Managing Multiple Head Nodes

ClusterWare supports optional active-active(-active....) configurations of multiple cooperating head nodes that share a single replicated database. Such multi-headnode configurations allow any head node to provide services for any compute node in the cluster. These services include cluster configuration using scyld-* tools, compute node booting and power control, and compute node status collection.

The ClusterWare etcd database requires a minimum of three cooperating head nodes to support full High Availability ("HA") in the event of head node failures. The etcd HA works in a limited manner with just two head nodes. The command-line tools provided by ClusterWare for head node management are intended to cover the majority of common cases.

Adding A Head Node

After installing the first head node as described in Installation and Upgrade of Scyld ClusterWare, additional head nodes can be installed and joined with the other cooperating head nodes using the same scyld-install tool or using curl.

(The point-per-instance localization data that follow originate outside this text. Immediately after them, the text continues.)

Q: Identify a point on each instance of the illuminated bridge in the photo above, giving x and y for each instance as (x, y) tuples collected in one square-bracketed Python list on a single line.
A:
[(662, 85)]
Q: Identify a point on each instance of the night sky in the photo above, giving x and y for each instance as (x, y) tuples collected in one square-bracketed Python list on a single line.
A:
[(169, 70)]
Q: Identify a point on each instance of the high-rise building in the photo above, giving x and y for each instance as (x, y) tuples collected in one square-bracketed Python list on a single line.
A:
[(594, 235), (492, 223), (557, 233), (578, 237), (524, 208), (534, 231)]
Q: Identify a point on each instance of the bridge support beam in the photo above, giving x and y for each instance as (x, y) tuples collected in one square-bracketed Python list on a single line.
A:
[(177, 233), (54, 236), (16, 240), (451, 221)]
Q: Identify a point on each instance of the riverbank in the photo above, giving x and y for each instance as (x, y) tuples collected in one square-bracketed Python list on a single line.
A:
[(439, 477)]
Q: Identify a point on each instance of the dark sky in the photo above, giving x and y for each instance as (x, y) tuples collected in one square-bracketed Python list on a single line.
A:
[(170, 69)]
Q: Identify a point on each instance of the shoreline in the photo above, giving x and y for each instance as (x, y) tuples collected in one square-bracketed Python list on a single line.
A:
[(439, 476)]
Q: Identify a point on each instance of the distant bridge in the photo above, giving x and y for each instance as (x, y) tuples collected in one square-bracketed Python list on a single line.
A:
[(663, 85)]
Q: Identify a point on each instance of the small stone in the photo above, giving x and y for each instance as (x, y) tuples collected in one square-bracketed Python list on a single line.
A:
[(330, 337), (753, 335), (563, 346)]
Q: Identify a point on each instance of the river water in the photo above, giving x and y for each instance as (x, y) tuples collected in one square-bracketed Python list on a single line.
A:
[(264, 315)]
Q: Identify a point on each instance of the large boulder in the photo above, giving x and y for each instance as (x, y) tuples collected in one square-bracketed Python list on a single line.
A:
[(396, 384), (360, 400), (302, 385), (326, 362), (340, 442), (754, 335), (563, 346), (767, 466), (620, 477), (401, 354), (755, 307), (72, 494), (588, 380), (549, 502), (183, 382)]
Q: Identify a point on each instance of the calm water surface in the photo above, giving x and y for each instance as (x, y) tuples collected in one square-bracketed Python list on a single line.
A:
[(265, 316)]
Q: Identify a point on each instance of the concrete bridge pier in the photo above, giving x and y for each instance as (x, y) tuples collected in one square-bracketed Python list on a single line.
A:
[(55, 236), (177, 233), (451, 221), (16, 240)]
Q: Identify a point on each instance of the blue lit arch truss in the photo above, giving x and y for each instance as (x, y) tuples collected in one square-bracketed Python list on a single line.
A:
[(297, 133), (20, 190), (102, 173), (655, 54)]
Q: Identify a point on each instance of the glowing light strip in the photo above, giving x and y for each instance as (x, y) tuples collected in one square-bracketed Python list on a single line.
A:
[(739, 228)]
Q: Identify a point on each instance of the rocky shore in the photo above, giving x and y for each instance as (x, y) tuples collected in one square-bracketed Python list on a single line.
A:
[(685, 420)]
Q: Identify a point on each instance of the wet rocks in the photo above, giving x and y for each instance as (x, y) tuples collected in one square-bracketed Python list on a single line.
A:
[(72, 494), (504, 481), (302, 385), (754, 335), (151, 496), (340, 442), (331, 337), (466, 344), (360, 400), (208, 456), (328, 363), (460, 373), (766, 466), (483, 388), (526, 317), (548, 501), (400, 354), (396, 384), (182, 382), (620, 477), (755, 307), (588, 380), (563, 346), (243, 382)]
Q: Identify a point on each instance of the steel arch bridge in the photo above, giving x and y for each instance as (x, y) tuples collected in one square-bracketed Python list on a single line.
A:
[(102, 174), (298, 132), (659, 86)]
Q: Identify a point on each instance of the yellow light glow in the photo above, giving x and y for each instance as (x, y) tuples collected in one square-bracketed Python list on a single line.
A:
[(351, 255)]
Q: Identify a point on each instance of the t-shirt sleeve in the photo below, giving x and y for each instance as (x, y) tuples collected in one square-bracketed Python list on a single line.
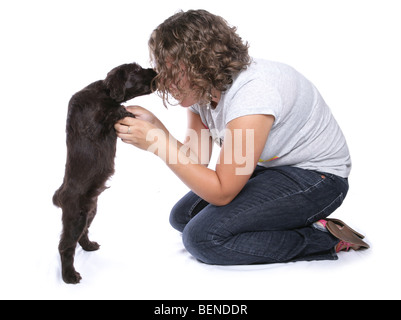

On an existing head node view its database password:

sudo grep database.admin_pass /opt/scyld/clusterware/conf/base.ini

Join a non-ClusterWare server

A non-ClusterWare server can use scyld-install to join another head node (identified by its IP address IP_HEAD) that may itself already be joined to other head nodes. You can download scyld-install from the Penguin repo https://updates.penguincomputing.com/clusterware/12/installer/scyld-install or https://updates.penguincomputing.com/clusterware/12/installer-el8/scyld-install or https://updates.penguincomputing.com/clusterware/12/installer-el9/scyld-install without needing a cluster ID, or if you already have a /etc/yum.repos.d/clusterware.repo installed, then you can download the clusterware-installer package, which includes scyld-install. Then:

scyld-install --database-passwd <DBPASS> --join <IP_HEAD>

where DBPASS is IP_HEAD's database password, as described above. If no --database-passwd is provided as an argument, then scyld-install queries the administrator interactively for IP_HEAD's database password.

scyld-install doing a join will install ClusterWare using the same clusterware.repo and database type being used by the head node at IP_HEAD.

A cluster configuration file is not required when joining a server to a head node because those settings are obtained from the existing head node's cluster database after the join successfully completes.

Join a ClusterWare head node

A "solo" ClusterWare head node can use scyld-install to join another head node (identified by its IP address IP_HEAD) that may itself already be joined to other head nodes.

Important

The join action discards the "solo" head node's current images and boot configs, then finishes leaving the "solo" head node with access to just the cooperating head nodes' images and boot configs. If you want to save any images or configs, then first use scyld-bootctl export (Copying boot configurations between head nodes) or managedb save.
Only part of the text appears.